In three dimensions, the curl operator $\newcommand{curl}{\operatorname{curl}}\curl = \vec\nabla\times$ fulfils the equations
$$\curl^2 = \newcommand{grad}{\operatorname{grad}}\renewcommand{div}{\operatorname{div}}\grad\div-\Delta,\\
\curl\grad = 0,\\
\div\curl = 0 $$
where $\Delta$ denotes the (vector) Laplacian $\nabla^2$. Since none of these equations requires the cross-product, which is only defined in three dimensions, can they be used to generalize the curl operator to an arbitrary $d$-dimensional space?

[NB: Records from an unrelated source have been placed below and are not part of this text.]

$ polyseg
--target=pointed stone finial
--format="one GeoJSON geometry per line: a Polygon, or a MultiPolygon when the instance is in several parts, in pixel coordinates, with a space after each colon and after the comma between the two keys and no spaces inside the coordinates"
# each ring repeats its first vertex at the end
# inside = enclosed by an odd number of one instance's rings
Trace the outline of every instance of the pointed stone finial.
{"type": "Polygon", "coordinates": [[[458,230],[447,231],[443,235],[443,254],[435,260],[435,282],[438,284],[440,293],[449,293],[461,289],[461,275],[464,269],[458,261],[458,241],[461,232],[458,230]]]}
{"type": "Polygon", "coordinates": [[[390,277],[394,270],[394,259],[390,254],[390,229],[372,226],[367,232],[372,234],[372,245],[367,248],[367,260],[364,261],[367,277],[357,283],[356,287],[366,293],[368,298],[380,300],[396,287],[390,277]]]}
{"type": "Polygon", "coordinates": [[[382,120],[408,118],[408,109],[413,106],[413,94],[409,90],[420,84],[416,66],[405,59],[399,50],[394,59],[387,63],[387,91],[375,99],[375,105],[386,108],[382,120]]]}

I know taking the root of an operator is not exactly a funny thing, but Dirac has managed that before, even if it led to requiring anticommuting Grassman numbers and spinors…
So my questions are:
- In which dimensions $d$ is $\curl :=+\sqrt{\grad\div-\Delta}$ uniquely defined (by the additional constraints mentioned above, or maybe including other properties of the 3D $\curl$)?
- In which of these dimensions does this work for simple complex numbers without requiring the introduction of spinors?
- How to actually calculate it?
- Bonus question: Use this generalization to generalize the cross product
Note to answerers: I declared the operators \curl, \grad and \div for convenience, they should work everywhere below the question.
As an explicit example, observe $n=2$:
Claiming that $\curl = \begin{pmatrix}a&b\\c&d\end{pmatrix}$, use $\curl\grad=0$ and $\div\curl=0$ to obtain
$$\curl = \alpha\begin{pmatrix}\partial_y^2 & -\partial_x\partial_y \\ -\partial_x\partial_y & \partial_x^2\end{pmatrix}$$
the square of which is
$$\curl^2=\alpha^2\begin{pmatrix}\partial_y^2\Delta & -\partial_x\partial_y\Delta\\ -\partial_x\partial_y\Delta & \partial_x^2\Delta\end{pmatrix}
\stackrel!= \begin{pmatrix}-\partial_y^2 & \partial_x\partial_y\\\partial_x\partial_y & -\partial_x^2\end{pmatrix} = \grad\div-\Delta$$
So $\alpha^2 \stackrel!= -\Delta^{-1}$ and formally
$$\curl = \begin{pmatrix}\partial_y^2 & -\partial_x\partial_y\\ -\partial_x\partial_y & \partial_x^2\end{pmatrix}\otimes(\sqrt{-\Delta})^{-1}$$
$\sqrt\Delta$ requires Spinors, as feared, and I assume they will arise for all even dimensions. One interesting question is, are usual vectors enough in the odd dimensional extension? But doing this manually with even just a $5\times5$ matrix would be a bit too tedious…
Best Answer
div, grad, and curl are secretly just the three exterior derivatives in $\mathbb{R}^3$. Said another way, they are the three nontrivial differentials in the de Rham complex
$$0 \to \Omega^0(\mathbb{R}^3) \xrightarrow{d_0} \Omega^1(\mathbb{R}^3) \xrightarrow{d_1} \Omega^2(\mathbb{R}^3) \xrightarrow{d_2} \Omega^3(\mathbb{R}^3) \to 0$$
of $\mathbb{R}^3$. In particular, grad is secretly $d_0$, curl is secretly $d_1$, and div is secretly $d_2$. I say "secretly" because there is some additional funny business going on involving the Hodge star and the musical isomorphisms.
So in $n$ dimensions there are $n$ generalizations of div, grad, and curl $d_0, ... d_{n-1}$ which satisfy $d_{i+1} \circ d_i = 0$ (the defining equation of a chain complex).